Следующие две недели пролетели как один миг. Я не работал в поле, для этого у нас есть десять семей рабов, которых мы считаем скорее арендаторами, чем говорящими орудиями. Зато с конями я проводил чуть ли не весь день, следя, чтобы ни одна сволочь их не угнала. Да и волки тут, бывает, шалят. Львов в наших краях давно выбили, но и без того жизнь пастуха — совсем не мед. Лук и копье под рукой всегда. Трое нас. Я, старый раб Муга из пленных фракийцев и единокровный брат Элим, что был младше на три года. Доспехом своим я занимался днем, когда нормальные люди ложатся подремать. Впрочем, я тут уже за нормального не схожу. Знаю, что начинают коситься и обсуждать за спиной. Едва выпросил у отца полотно, ему моя затея баловством кажется.
В нашем городе традиций производства одежды практически нет. Собственно, большую часть времени на мне только набедренная повязка.

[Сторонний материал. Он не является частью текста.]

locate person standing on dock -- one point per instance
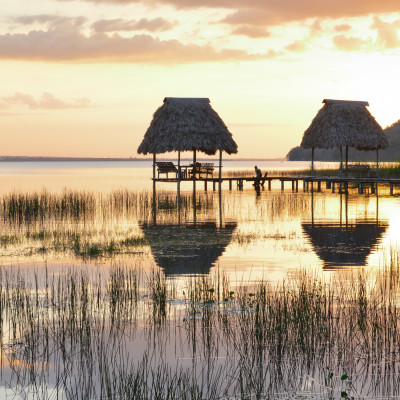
(258, 177)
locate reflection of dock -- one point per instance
(187, 249)
(344, 242)
(340, 245)
(307, 183)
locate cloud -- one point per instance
(273, 12)
(297, 46)
(47, 102)
(66, 44)
(387, 33)
(52, 21)
(348, 43)
(342, 28)
(251, 31)
(122, 25)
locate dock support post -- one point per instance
(154, 172)
(220, 170)
(372, 187)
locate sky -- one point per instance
(83, 78)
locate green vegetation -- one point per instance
(73, 336)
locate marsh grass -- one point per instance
(74, 335)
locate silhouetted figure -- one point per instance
(258, 177)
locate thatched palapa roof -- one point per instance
(187, 124)
(344, 123)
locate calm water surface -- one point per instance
(261, 235)
(104, 281)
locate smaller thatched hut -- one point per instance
(187, 124)
(344, 123)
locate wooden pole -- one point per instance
(194, 177)
(154, 189)
(179, 174)
(312, 161)
(154, 171)
(220, 169)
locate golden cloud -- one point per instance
(48, 102)
(66, 44)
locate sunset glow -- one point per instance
(83, 78)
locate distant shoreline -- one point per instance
(55, 159)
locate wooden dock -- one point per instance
(308, 183)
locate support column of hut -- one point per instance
(344, 123)
(203, 130)
(312, 161)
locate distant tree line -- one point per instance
(392, 153)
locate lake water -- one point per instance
(109, 290)
(270, 234)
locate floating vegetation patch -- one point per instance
(128, 335)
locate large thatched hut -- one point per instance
(342, 123)
(187, 124)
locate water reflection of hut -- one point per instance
(340, 245)
(187, 249)
(344, 123)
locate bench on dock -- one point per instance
(360, 170)
(165, 167)
(200, 169)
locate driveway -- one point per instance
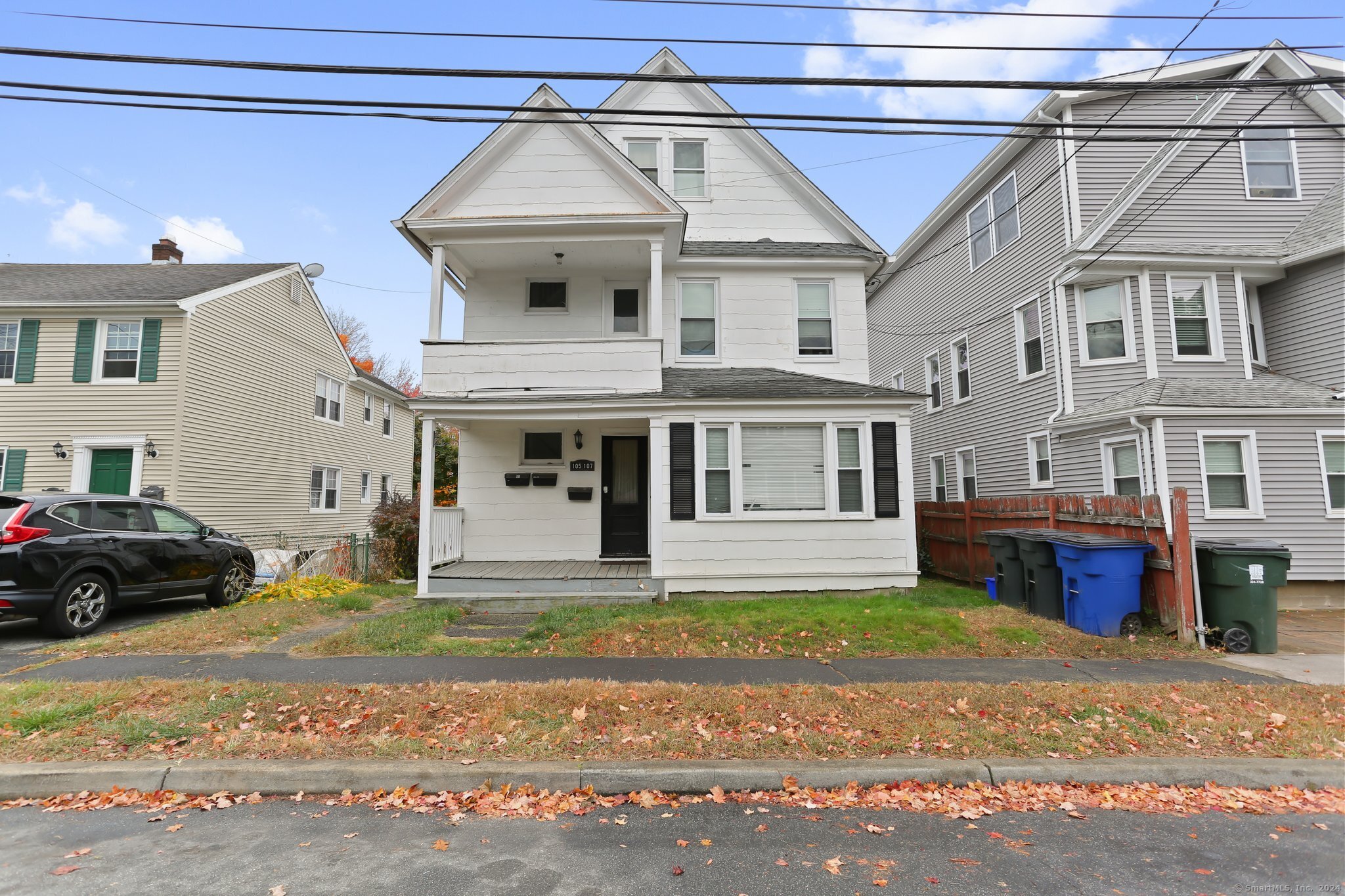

Когда немного холодает — надеваю хитон, когда холодает еще — плащ. Это у нас так называют прямоугольный кусок плотной ткани, который застегивается на плече бронзовой фибулой. Штанов тут не носят, лишь обматывают ноги полосами ткани, а вместо одного короткого хитона люди побогаче могут надеть два, и длинные, почти до земли. Впрочем, тут и зимой не так чтобы запредельно зябко. Ни льда, ни снега я никогда не видел, хотя ветер с моря дует пронизывающий.
За размышлениями я даже не заметил, как упала на землю непроницаемая чернильная темнота, и меня привычно потянуло в сон. Как же не хватает телевизора! Тут ведь тоска! Скука смертная!
* * *
Что это за шум? — вздрогнул я просыпаясь. — Ночь ведь!